Nigeria: New Thieves In Town


August 9, 2007: Police and military forces have been unable to halt the spread of kidnapping activity in the Niger Delta oil region. With security forces and civilian body guards tied up protecting officials and foreigners, the kidnappers have switched to grabbing family members (children, parents, and so on) of prominent Delta politicians. The ransoms aren't as large, but the money is still good by Nigerian standards.

The navy is spread so thin that it cannot protect commercial traffic, particularly ferries and regular passenger runs, from pirate attacks. The criminal gangs have been doing so well that they have taken to fighting each other over territory. In the past week, at least a dozen people were shot dead in Delta cities, as gangs fought each other in the streets. The government is barely in control in the Delta, and a coalition of gangs is offering the government a deal to ease up attacks on oil production, in return for a cut of the oil profits. In theory, these diverted oil profits would go to "the people," but the gangsters would grab most of it, emulating the gangsters that have long been passing themselves off as politicians and elected representatives of "the people."

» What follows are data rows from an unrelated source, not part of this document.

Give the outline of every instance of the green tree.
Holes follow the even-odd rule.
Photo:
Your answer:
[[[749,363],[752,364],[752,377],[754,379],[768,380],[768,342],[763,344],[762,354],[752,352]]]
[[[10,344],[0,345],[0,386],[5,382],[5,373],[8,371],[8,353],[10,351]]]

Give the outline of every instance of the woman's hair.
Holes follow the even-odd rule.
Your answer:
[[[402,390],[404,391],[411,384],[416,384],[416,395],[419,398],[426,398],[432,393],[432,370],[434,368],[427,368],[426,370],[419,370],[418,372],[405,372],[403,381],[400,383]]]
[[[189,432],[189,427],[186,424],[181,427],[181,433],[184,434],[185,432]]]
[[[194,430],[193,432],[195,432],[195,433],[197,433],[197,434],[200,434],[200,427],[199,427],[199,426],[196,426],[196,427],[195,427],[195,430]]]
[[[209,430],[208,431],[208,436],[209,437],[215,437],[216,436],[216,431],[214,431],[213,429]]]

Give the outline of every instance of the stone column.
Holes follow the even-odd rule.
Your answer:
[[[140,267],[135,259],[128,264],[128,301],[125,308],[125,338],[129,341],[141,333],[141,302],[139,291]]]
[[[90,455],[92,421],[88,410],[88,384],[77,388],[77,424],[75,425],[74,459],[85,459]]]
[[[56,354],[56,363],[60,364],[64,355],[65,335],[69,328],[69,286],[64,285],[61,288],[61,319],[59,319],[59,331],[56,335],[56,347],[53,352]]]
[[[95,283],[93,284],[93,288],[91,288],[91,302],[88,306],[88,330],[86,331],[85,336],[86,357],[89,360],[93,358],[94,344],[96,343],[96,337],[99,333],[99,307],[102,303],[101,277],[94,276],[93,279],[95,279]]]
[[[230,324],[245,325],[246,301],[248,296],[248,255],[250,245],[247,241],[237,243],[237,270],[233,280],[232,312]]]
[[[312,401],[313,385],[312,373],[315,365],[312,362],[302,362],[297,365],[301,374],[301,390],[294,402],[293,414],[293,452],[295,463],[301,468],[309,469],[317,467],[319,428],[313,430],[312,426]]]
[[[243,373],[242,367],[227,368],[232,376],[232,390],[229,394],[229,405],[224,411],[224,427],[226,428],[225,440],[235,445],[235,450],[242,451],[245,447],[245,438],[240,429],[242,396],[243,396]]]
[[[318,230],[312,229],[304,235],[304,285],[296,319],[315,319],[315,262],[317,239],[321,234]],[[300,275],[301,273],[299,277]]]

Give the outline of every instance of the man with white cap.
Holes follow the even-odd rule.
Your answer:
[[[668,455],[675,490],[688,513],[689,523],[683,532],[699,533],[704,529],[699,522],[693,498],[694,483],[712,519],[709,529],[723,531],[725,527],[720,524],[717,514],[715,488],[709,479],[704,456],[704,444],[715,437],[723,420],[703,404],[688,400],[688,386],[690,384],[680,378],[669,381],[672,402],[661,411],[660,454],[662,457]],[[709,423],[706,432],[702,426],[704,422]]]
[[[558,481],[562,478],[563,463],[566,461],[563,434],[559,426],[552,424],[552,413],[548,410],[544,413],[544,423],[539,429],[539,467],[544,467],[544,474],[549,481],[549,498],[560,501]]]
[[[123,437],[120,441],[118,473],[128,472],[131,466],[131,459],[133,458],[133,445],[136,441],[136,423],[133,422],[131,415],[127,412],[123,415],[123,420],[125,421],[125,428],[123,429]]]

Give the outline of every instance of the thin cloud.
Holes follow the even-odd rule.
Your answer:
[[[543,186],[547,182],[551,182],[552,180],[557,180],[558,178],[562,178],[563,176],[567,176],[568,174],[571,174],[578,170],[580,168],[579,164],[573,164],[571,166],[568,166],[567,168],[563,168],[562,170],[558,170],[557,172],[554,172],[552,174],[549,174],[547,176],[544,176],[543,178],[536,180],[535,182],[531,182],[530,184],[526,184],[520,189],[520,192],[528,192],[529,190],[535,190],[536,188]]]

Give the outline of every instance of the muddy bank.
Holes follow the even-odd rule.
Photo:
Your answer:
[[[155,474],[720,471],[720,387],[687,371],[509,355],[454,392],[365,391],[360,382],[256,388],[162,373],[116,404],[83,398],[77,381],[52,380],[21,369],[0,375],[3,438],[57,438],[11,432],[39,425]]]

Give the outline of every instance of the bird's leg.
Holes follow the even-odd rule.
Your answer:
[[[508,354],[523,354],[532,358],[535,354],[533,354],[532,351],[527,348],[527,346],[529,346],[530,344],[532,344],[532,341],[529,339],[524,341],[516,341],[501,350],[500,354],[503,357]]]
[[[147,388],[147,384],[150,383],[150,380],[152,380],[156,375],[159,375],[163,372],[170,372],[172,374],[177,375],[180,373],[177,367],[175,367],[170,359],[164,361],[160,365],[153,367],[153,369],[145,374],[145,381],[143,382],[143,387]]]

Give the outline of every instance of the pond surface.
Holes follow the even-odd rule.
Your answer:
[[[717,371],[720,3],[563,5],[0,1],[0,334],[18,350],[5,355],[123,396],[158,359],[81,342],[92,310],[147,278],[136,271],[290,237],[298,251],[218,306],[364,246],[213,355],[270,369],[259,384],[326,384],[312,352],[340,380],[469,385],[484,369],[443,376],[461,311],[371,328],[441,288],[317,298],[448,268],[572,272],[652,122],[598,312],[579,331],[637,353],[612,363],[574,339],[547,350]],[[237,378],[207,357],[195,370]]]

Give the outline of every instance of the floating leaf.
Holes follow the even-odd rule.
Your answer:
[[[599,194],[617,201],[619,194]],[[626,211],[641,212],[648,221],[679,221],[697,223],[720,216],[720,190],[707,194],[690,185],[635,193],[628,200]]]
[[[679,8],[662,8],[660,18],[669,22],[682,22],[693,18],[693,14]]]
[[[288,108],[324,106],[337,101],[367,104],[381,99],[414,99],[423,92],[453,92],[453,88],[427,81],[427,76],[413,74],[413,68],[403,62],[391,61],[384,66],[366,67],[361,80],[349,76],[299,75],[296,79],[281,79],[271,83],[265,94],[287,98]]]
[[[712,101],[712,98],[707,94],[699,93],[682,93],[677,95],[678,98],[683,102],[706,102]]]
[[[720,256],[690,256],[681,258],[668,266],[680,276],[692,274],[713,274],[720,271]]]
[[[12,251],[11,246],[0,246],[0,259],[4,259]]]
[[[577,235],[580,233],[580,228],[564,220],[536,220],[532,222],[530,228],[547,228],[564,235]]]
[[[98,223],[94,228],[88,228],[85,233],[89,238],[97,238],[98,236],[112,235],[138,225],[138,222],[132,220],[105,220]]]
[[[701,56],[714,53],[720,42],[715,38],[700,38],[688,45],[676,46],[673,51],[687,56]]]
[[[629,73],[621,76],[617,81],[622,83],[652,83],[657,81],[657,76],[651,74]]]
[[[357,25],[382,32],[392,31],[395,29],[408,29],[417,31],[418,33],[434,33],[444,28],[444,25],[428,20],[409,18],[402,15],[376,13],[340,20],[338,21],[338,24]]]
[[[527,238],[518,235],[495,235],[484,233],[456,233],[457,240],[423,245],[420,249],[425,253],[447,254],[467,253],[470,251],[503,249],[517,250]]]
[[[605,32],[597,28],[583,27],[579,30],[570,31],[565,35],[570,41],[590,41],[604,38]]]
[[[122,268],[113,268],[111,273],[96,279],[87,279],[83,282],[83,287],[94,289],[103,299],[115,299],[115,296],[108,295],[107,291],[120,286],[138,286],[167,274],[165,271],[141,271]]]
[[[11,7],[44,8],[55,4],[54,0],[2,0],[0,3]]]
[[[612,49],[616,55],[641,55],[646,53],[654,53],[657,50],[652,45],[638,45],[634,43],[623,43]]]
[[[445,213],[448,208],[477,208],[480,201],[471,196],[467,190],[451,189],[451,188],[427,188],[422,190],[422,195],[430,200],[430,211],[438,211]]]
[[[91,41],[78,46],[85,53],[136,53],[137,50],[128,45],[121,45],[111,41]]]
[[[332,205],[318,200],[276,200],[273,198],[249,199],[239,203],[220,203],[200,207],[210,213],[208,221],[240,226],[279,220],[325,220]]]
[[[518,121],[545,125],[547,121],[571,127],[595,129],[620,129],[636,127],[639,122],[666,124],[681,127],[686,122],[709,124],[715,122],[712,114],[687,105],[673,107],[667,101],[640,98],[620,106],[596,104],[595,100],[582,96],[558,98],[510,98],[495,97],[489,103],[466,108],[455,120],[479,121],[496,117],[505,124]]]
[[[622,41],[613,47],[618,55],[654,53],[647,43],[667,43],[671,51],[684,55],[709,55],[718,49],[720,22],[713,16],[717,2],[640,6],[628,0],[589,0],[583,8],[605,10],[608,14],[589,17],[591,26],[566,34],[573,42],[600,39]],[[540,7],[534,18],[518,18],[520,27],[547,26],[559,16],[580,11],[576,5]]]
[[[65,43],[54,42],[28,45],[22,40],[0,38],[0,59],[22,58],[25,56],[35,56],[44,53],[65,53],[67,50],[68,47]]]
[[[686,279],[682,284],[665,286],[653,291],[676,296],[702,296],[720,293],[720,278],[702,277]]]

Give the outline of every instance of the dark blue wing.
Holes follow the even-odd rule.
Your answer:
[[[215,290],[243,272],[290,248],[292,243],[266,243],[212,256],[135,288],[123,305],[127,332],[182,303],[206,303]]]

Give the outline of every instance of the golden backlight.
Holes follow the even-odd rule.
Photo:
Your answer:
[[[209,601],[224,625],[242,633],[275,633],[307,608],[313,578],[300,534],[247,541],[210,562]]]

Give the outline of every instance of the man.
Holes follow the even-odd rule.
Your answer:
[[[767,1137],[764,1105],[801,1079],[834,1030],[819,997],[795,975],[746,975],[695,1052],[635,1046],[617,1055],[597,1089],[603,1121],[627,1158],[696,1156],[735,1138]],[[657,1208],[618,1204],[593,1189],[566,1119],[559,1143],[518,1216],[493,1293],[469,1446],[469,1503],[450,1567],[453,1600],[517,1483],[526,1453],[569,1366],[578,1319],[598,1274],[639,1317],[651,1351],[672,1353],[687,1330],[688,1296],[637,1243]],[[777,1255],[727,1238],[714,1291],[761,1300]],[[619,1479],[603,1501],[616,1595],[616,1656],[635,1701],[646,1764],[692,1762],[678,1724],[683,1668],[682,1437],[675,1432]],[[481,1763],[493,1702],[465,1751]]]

The government issued a statement in many areas of the country, urging people not to panic if they saw troops movements in the next few months. This is not a coup or some counter-terror movement, but merely the movement of troops in support of rotating peacekeepers in Liberia and Sudan (Darfur).

Pressure from the newly elected president, and the media, has forced many prominent politicians to reveal their wealth. Most are millionaires, who claim they either inherited their millions, or had a few very successful years in private business. Most Nigerians recognize the money as stolen from the government.